The external test set comprised 29 patients (29 pullbacks, 392 frames). Table 3 provides an overview of the interobserver variability and the performance of OCT-AID compared with consensus in external testing. Supplementary material online, Videos S1 and S2 provide examples of the model interpretation including a challenging case with artefacts.

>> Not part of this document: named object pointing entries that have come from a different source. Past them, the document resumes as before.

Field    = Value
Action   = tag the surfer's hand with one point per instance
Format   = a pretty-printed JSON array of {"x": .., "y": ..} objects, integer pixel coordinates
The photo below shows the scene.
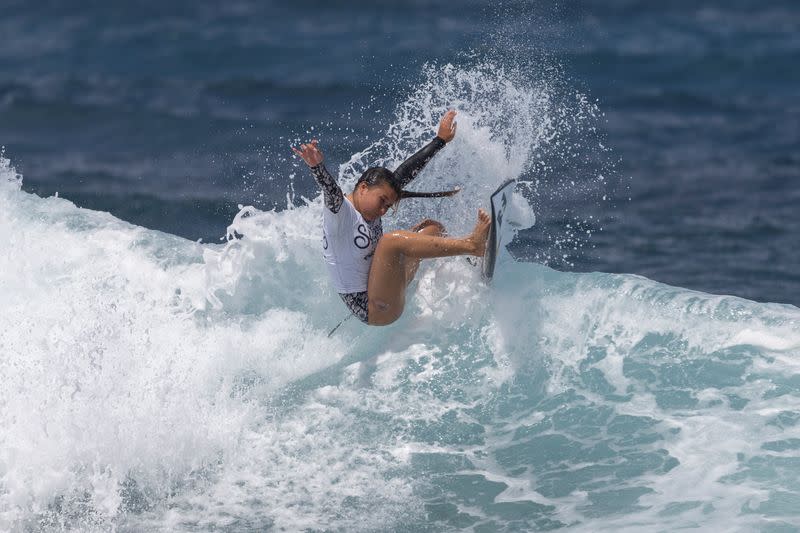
[
  {"x": 309, "y": 153},
  {"x": 428, "y": 222},
  {"x": 447, "y": 126}
]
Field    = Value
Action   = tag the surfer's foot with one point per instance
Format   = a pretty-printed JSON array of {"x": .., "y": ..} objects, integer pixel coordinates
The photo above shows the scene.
[{"x": 480, "y": 234}]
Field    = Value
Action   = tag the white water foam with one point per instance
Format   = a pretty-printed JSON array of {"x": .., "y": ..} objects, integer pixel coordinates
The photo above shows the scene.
[{"x": 156, "y": 383}]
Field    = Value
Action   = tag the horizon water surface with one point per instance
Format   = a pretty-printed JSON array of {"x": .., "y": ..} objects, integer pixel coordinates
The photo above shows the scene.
[{"x": 160, "y": 383}]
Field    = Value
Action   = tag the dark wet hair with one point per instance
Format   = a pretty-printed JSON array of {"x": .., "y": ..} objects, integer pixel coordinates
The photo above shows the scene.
[{"x": 377, "y": 175}]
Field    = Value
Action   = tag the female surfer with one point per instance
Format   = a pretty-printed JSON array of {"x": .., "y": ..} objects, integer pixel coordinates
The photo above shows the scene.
[{"x": 369, "y": 270}]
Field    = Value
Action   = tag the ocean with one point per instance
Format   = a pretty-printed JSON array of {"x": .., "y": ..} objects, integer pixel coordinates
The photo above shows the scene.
[{"x": 165, "y": 310}]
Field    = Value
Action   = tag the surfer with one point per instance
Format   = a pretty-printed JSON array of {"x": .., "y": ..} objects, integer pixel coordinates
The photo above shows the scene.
[{"x": 369, "y": 270}]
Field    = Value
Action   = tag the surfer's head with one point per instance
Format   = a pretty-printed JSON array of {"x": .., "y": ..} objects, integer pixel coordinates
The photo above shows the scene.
[{"x": 375, "y": 192}]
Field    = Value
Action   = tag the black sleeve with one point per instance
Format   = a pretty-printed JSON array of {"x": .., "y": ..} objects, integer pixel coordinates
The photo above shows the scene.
[
  {"x": 414, "y": 164},
  {"x": 330, "y": 189}
]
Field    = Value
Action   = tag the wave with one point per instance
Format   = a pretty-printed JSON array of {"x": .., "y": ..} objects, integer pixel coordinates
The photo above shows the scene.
[{"x": 152, "y": 382}]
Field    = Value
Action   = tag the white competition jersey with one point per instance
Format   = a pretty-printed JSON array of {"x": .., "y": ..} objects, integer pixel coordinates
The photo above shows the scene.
[{"x": 348, "y": 243}]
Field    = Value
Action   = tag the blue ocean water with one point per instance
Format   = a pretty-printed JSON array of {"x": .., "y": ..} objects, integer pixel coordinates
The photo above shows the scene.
[{"x": 604, "y": 382}]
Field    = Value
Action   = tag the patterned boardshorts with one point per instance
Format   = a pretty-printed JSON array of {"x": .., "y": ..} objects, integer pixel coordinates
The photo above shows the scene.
[{"x": 357, "y": 303}]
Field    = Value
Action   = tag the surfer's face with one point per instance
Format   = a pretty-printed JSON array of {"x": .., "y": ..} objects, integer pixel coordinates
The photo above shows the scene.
[{"x": 374, "y": 200}]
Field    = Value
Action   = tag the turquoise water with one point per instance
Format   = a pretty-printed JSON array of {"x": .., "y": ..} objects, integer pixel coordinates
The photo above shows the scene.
[{"x": 160, "y": 384}]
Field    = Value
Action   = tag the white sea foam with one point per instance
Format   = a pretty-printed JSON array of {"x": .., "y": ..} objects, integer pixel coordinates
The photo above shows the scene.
[{"x": 156, "y": 383}]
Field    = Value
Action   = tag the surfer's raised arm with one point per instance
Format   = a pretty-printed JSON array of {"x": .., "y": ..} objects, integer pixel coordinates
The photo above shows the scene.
[
  {"x": 313, "y": 157},
  {"x": 414, "y": 164}
]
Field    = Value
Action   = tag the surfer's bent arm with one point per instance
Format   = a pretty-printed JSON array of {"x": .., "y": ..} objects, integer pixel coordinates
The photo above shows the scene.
[
  {"x": 330, "y": 189},
  {"x": 414, "y": 164},
  {"x": 311, "y": 154}
]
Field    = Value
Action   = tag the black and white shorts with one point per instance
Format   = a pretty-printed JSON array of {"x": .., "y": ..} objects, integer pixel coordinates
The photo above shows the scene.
[{"x": 357, "y": 303}]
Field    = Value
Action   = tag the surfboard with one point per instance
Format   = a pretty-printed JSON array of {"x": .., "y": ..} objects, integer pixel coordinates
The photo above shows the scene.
[{"x": 499, "y": 201}]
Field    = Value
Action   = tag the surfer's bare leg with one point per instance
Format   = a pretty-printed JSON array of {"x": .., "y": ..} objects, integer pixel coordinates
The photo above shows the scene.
[
  {"x": 428, "y": 227},
  {"x": 388, "y": 275}
]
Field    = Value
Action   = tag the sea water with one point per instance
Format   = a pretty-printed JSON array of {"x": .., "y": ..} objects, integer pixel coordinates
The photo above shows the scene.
[{"x": 155, "y": 383}]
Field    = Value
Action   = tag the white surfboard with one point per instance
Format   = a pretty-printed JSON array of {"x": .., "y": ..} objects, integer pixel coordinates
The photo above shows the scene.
[{"x": 499, "y": 202}]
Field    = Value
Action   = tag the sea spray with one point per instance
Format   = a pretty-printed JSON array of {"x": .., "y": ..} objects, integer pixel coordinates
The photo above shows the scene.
[{"x": 156, "y": 383}]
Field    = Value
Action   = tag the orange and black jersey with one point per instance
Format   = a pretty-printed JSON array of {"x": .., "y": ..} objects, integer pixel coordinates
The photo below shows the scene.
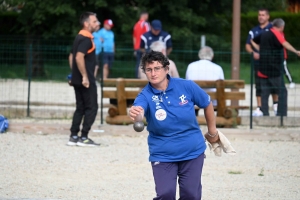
[
  {"x": 271, "y": 52},
  {"x": 83, "y": 43}
]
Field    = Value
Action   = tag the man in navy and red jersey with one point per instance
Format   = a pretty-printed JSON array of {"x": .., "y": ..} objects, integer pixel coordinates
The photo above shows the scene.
[
  {"x": 156, "y": 34},
  {"x": 82, "y": 61},
  {"x": 271, "y": 46},
  {"x": 141, "y": 27},
  {"x": 264, "y": 25},
  {"x": 286, "y": 70}
]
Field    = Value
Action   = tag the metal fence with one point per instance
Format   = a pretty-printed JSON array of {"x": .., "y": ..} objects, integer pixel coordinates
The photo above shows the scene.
[{"x": 33, "y": 78}]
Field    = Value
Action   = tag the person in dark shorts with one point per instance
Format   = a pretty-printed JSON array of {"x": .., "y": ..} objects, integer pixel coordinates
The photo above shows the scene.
[
  {"x": 271, "y": 46},
  {"x": 108, "y": 43},
  {"x": 264, "y": 25},
  {"x": 82, "y": 61},
  {"x": 175, "y": 141}
]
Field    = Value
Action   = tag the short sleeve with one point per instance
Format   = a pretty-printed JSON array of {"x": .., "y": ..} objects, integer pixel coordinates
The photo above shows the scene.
[{"x": 84, "y": 45}]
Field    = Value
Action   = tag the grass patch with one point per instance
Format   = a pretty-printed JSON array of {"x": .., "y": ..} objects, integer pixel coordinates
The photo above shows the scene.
[
  {"x": 126, "y": 69},
  {"x": 234, "y": 172}
]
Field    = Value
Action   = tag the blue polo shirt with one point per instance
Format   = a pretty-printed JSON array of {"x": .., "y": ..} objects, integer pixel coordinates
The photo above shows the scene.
[
  {"x": 148, "y": 37},
  {"x": 108, "y": 40},
  {"x": 174, "y": 133}
]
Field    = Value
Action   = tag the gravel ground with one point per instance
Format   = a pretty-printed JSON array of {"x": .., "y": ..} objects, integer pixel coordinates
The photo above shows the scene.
[{"x": 41, "y": 166}]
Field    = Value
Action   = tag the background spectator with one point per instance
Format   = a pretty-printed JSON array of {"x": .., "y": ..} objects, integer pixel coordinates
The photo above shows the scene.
[
  {"x": 205, "y": 69},
  {"x": 108, "y": 42},
  {"x": 98, "y": 46},
  {"x": 264, "y": 25},
  {"x": 82, "y": 61},
  {"x": 271, "y": 45},
  {"x": 156, "y": 34},
  {"x": 141, "y": 27}
]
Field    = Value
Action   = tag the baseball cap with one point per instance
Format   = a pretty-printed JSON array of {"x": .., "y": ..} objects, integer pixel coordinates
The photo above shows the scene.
[
  {"x": 156, "y": 24},
  {"x": 109, "y": 22}
]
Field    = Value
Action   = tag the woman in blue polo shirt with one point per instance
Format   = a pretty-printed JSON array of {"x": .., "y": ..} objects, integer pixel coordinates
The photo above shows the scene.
[{"x": 176, "y": 144}]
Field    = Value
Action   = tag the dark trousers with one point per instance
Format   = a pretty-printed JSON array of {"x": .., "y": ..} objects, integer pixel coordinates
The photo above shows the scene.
[
  {"x": 273, "y": 85},
  {"x": 86, "y": 107},
  {"x": 189, "y": 178},
  {"x": 138, "y": 60}
]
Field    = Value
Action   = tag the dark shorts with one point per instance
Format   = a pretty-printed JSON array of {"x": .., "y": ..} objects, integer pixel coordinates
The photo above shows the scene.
[
  {"x": 108, "y": 58},
  {"x": 98, "y": 59}
]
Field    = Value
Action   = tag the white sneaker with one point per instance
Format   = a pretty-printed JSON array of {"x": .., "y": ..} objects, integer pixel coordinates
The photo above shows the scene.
[
  {"x": 257, "y": 113},
  {"x": 275, "y": 106},
  {"x": 292, "y": 85}
]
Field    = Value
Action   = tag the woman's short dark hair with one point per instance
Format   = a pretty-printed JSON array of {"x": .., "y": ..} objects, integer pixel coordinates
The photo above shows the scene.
[
  {"x": 85, "y": 17},
  {"x": 153, "y": 56}
]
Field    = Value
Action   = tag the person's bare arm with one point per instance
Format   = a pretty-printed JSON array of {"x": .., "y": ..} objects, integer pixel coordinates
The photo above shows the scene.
[
  {"x": 211, "y": 124},
  {"x": 81, "y": 66},
  {"x": 70, "y": 60},
  {"x": 169, "y": 50},
  {"x": 289, "y": 47}
]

The proposed algorithm had substantial agreement for frame-wise lipid plaque identification (κ=0.720, 95% CI 0.640–0.800) and substantial to almost perfect for lipid-rich plaques (κ=0.757, 95% CI 0.665–0.849). The ICCs for lipid arc (ICC 0.761, 95% CI 0.614–0.849) and minimum FCT (ICC 0.649, 95% CI 0.513–0.753) indicated moderate to good reliability (Figure 5). For calcified plaques, substantial to almost perfect agreement for frame-wise identification was achieved (κ=0.851, 95% CI 0.794–0.908). The ICCs for calcium arc, depth, and thickness indicate moderate to excellent (ICC 0.857, 95% CI 0.623–0.931), good to excellent (ICC 0.870, 95% CI 0.815–0.910), and moderate to good reliability (ICC 0.756, 95% CI 0.658–0.828), respectively (Figure 5). Bland–Altman plots are presented in Supplementary material online, Figure S3. Mean differences for the lipid arc, minimum FCT, calcium arc, calcium depth, and calcium thickness were −17.3 ± 40.3°, 18.8 ± 89.0 µm, −20.4 ± 29.3°, −3.8 ± 49.2 µm, and −38.9 ± 183.2 µm, respectively. Kappa values for side branch, thrombus, and plaque rupture were 0.812 (95% CI 0.738–0.886), 0.524 (95% CI 0.214–0.834), and −0.005 (95% CI −0.013–0.003), respectively. Evaluation metrics compared with one of the individual independent assessors as reference standard are presented in Tables 4 and 5.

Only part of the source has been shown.